Last progress June 5, 2025 (8 months ago)
Introduced on June 5, 2025 by Jared Golden
Requires health plans to include comprehensive maternity and newborn care as an essential health benefit and bans any cost-sharing for prenatal, childbirth, neonatal, perinatal, and postpartum services. Postpartum care is defined to run for 1 year after a pregnancy ends, and the rules take effect for plan years that begin on or after the date of enactment.
Redesignate paragraph (5) of section 1302(b) of the Patient Protection and Affordable Care Act as paragraph (6).
Insert a new paragraph (5) titled “Maternity and newborn care requirements” into section 1302(b) of the Patient Protection and Affordable Care Act.
Require that the benefits referred to in paragraph (1)(D) include comprehensive prenatal, labor and delivery, neonatal, perinatal, and postpartum care and screenings.

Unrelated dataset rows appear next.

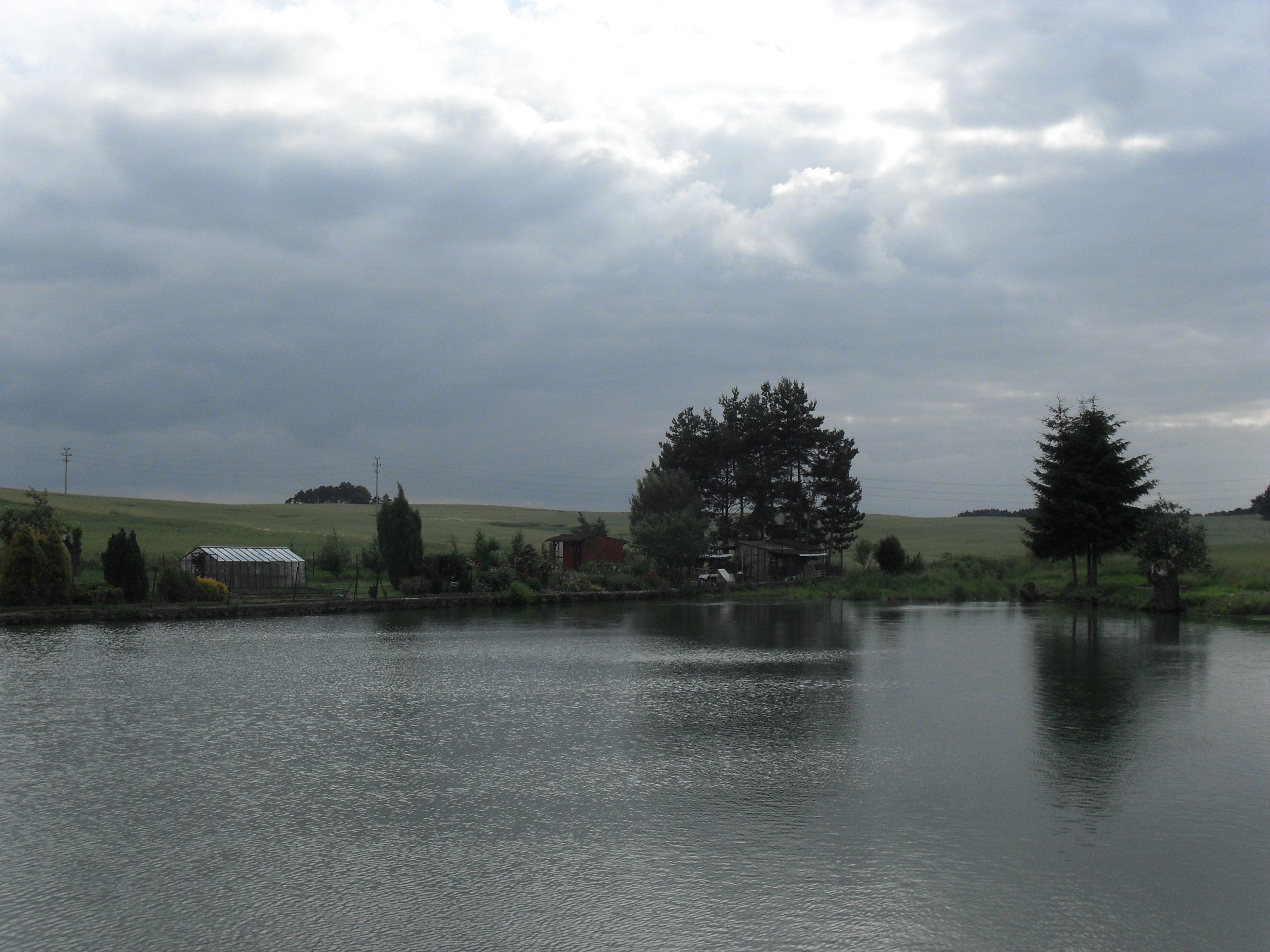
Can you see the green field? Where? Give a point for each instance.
(170, 528)
(173, 528)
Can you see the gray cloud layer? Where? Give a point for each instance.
(237, 259)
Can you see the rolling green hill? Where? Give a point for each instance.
(172, 528)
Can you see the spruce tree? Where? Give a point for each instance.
(399, 535)
(1109, 485)
(1086, 488)
(1262, 504)
(1051, 531)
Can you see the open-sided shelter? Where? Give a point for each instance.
(573, 550)
(240, 568)
(764, 560)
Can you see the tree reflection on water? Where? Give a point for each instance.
(1104, 686)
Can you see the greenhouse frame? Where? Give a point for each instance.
(241, 568)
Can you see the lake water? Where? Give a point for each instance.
(639, 777)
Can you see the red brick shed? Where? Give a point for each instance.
(573, 550)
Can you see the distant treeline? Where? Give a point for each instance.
(343, 493)
(1010, 513)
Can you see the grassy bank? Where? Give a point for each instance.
(1238, 584)
(172, 528)
(967, 559)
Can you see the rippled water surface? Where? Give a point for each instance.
(640, 777)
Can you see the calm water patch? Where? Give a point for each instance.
(646, 776)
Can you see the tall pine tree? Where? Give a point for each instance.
(766, 468)
(399, 535)
(1085, 488)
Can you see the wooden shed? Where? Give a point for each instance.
(241, 568)
(766, 560)
(573, 550)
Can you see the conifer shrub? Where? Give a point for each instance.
(22, 569)
(123, 565)
(519, 593)
(59, 581)
(177, 585)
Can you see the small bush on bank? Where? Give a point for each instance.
(891, 556)
(101, 595)
(519, 595)
(211, 590)
(35, 569)
(125, 568)
(177, 585)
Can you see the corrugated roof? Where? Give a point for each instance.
(781, 546)
(238, 554)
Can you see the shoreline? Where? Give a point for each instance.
(190, 611)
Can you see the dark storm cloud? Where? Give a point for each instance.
(456, 278)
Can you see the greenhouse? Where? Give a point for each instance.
(240, 568)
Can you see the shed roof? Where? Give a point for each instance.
(239, 554)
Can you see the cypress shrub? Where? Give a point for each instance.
(22, 569)
(123, 565)
(59, 579)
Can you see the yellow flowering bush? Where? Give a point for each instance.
(211, 590)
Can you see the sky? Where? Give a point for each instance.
(246, 248)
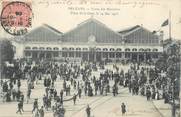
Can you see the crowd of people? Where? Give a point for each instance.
(79, 77)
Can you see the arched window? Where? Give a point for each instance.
(28, 48)
(48, 48)
(127, 49)
(111, 49)
(85, 49)
(71, 49)
(141, 50)
(64, 49)
(55, 48)
(148, 50)
(155, 50)
(41, 48)
(105, 49)
(34, 48)
(98, 49)
(119, 49)
(134, 49)
(78, 49)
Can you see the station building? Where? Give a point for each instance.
(92, 41)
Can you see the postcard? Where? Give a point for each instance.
(90, 58)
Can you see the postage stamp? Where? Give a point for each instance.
(16, 17)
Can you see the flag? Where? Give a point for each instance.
(165, 23)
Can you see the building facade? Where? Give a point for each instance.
(92, 41)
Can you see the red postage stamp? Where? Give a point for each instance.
(16, 17)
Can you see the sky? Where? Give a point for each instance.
(65, 14)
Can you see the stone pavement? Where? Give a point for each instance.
(101, 106)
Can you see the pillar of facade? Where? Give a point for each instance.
(101, 56)
(145, 57)
(123, 55)
(88, 55)
(60, 54)
(38, 54)
(95, 54)
(138, 57)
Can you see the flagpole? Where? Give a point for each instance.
(170, 33)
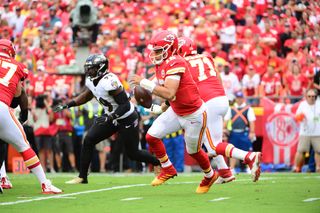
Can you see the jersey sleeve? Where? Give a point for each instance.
(175, 67)
(111, 82)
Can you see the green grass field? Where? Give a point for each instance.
(279, 192)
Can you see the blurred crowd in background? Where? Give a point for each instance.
(262, 47)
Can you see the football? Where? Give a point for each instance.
(143, 97)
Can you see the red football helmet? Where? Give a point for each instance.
(163, 45)
(7, 48)
(186, 47)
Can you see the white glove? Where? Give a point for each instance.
(155, 109)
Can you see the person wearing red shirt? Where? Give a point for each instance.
(212, 92)
(295, 83)
(259, 61)
(270, 84)
(12, 74)
(186, 110)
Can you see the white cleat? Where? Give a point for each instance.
(222, 180)
(255, 167)
(5, 183)
(48, 188)
(77, 180)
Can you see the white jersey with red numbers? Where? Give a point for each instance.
(11, 73)
(187, 98)
(206, 76)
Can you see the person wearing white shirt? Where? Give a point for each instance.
(308, 114)
(250, 86)
(230, 82)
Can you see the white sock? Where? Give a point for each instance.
(38, 171)
(209, 174)
(238, 154)
(221, 163)
(3, 172)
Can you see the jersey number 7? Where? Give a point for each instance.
(12, 68)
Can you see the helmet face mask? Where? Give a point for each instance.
(163, 45)
(186, 47)
(96, 66)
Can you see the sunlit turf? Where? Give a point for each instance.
(276, 192)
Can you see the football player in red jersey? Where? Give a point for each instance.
(12, 73)
(211, 91)
(187, 111)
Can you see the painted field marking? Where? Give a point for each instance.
(131, 198)
(311, 199)
(219, 199)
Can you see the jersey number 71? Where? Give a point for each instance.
(200, 63)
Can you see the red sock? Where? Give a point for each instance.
(30, 158)
(224, 173)
(156, 146)
(202, 158)
(225, 149)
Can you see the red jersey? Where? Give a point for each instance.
(11, 73)
(206, 76)
(187, 99)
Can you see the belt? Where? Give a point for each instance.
(239, 130)
(175, 134)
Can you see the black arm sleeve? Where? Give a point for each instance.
(124, 104)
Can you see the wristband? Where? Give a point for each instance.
(147, 84)
(71, 104)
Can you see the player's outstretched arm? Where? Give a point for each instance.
(85, 96)
(168, 91)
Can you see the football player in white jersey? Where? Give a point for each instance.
(120, 115)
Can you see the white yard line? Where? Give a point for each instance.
(131, 198)
(311, 199)
(70, 194)
(220, 198)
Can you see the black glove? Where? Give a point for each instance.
(103, 119)
(60, 107)
(23, 116)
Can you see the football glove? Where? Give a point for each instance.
(60, 107)
(155, 109)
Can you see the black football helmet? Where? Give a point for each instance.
(96, 66)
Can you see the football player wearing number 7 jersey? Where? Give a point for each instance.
(120, 115)
(211, 91)
(12, 73)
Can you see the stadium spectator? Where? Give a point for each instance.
(308, 114)
(250, 86)
(295, 83)
(230, 81)
(84, 15)
(270, 84)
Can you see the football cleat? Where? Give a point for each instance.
(78, 180)
(156, 170)
(5, 183)
(48, 188)
(225, 176)
(206, 183)
(165, 174)
(254, 164)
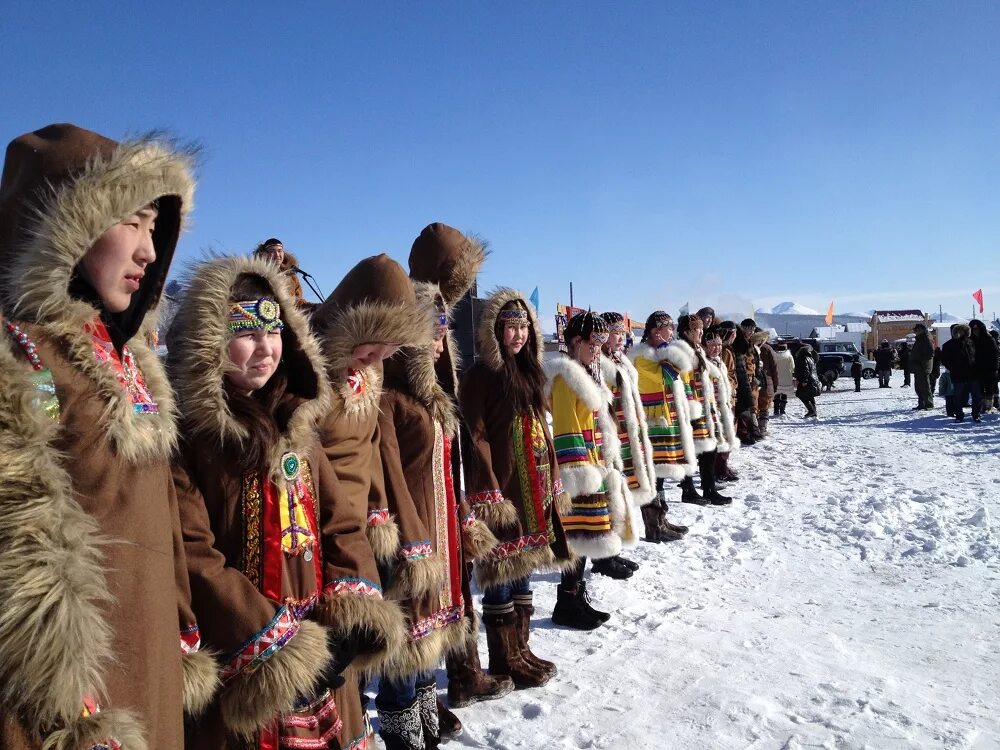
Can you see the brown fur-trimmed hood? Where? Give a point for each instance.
(489, 346)
(197, 359)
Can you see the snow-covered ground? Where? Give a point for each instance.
(849, 598)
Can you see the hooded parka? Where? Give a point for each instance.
(95, 597)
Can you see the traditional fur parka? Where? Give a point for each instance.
(270, 551)
(588, 453)
(669, 409)
(95, 598)
(374, 303)
(512, 478)
(417, 426)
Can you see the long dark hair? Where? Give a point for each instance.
(264, 414)
(522, 375)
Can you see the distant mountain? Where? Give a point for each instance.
(788, 308)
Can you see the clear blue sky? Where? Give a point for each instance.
(653, 153)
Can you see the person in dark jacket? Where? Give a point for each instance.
(856, 372)
(806, 378)
(921, 362)
(904, 364)
(987, 360)
(883, 363)
(959, 356)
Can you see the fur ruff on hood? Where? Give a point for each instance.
(198, 359)
(489, 346)
(635, 426)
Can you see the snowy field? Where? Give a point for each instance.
(847, 599)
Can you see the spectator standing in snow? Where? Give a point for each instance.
(959, 356)
(883, 363)
(785, 387)
(856, 372)
(986, 362)
(921, 360)
(904, 364)
(808, 382)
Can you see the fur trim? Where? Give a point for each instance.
(71, 219)
(198, 361)
(414, 579)
(375, 615)
(581, 480)
(255, 699)
(489, 346)
(596, 547)
(477, 540)
(200, 681)
(500, 515)
(373, 322)
(594, 396)
(384, 539)
(55, 643)
(491, 573)
(86, 732)
(424, 654)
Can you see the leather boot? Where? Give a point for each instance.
(524, 608)
(706, 466)
(689, 494)
(468, 683)
(506, 656)
(651, 522)
(401, 727)
(573, 611)
(429, 718)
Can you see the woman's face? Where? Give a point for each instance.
(515, 336)
(253, 357)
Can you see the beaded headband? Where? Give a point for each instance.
(514, 315)
(254, 315)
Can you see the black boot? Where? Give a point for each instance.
(706, 466)
(689, 494)
(611, 567)
(572, 611)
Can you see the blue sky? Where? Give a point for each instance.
(733, 154)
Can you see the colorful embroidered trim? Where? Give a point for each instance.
(416, 550)
(190, 639)
(127, 372)
(437, 621)
(353, 585)
(262, 646)
(486, 497)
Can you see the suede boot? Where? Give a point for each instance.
(573, 609)
(524, 608)
(468, 683)
(401, 727)
(506, 655)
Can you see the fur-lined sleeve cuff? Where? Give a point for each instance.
(114, 729)
(420, 572)
(581, 479)
(383, 535)
(262, 681)
(355, 605)
(493, 509)
(477, 539)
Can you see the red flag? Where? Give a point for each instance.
(978, 297)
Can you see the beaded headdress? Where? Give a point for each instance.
(255, 315)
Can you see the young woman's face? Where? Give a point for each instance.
(116, 263)
(366, 355)
(253, 358)
(614, 342)
(515, 336)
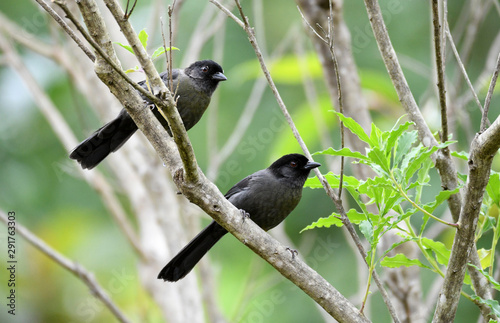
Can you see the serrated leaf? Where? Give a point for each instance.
(442, 253)
(493, 187)
(401, 260)
(484, 257)
(355, 128)
(161, 50)
(143, 38)
(493, 304)
(127, 47)
(460, 154)
(346, 152)
(404, 143)
(333, 181)
(440, 198)
(493, 282)
(416, 163)
(367, 229)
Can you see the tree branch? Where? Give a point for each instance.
(483, 148)
(440, 67)
(76, 269)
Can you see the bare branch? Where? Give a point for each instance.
(462, 67)
(167, 103)
(483, 149)
(484, 119)
(66, 136)
(442, 159)
(440, 67)
(67, 29)
(76, 269)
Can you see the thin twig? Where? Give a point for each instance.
(484, 119)
(228, 13)
(67, 29)
(440, 70)
(166, 103)
(76, 269)
(253, 41)
(101, 52)
(66, 136)
(462, 67)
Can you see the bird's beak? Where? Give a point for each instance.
(311, 165)
(219, 76)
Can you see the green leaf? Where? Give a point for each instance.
(367, 229)
(422, 179)
(484, 257)
(333, 180)
(161, 50)
(493, 187)
(401, 260)
(346, 152)
(405, 141)
(493, 304)
(131, 70)
(442, 253)
(378, 157)
(355, 128)
(325, 222)
(143, 38)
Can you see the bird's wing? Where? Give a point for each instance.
(239, 187)
(175, 75)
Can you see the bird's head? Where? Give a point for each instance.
(294, 166)
(207, 70)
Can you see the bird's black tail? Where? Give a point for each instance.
(90, 152)
(188, 257)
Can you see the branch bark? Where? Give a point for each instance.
(197, 188)
(483, 149)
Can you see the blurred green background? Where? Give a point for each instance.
(37, 183)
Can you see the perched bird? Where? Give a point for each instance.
(268, 196)
(193, 88)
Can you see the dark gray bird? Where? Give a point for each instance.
(194, 87)
(268, 196)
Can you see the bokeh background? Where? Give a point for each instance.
(50, 197)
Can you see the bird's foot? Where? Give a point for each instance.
(293, 252)
(244, 214)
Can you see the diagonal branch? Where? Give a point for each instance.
(167, 103)
(440, 67)
(66, 136)
(76, 269)
(484, 119)
(483, 148)
(338, 203)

At a minimum, require coverage of ultrasounds performed by a licensed provider.
At a minimum, require coverage of services caring for the individual relating to spontaneous pregnancy loss or spontaneous miscarriage.
Directly affected individuals: pregnant people and birthing persons will gain guaranteed coverage of a wide range of prenatal, delivery, neonatal, perinatal, and postpartum services, with the significant benefit that those services must be provided without cost-sharing for applicable plan years. Newborns (infants) will benefit from guaranteed neonatal coverage under parents' or guardians' plans. Employers, plan sponsors, and health insurance issuers will need to change plan designs and remove deductibles/copays for the covered services; self-insured ERISA plans are also reached by parallel statutory language. Health care providers and hospitals will see administrative changes in billing and reimbursement practices and potentially higher utilization of covered services. Public health agencies and maternal health programs may see improvements in access and outcomes due to reduced financial barriers, especially for postpartum care extended to 1 year, which could improve maternal mental health and follow-up care. On the cost side, insurers and employers may face higher total spending for maternity-related care; that cost may be distributed across premiums, plan contributions, or offset by broader risk pool effects. Agencies will need to issue regulations and guidance to define covered services precisely, set enforcement expectations, and coordinate with existing ACA rules; some implementation details (for example, how specific behavioral health services are covered) will require regulatory clarification. The law does not explicitly change Medicaid/CHIP coverage rules, so effects on those programs depend on separate actions or existing program rules.
Referred to the Committee on Energy and Commerce, and in addition to the Committees on Ways and Means, and Education and Workforce, for a period to be subsequently determined by the Speaker, in each case for consideration of such provisions as fall within the jurisdiction of the committee concerned.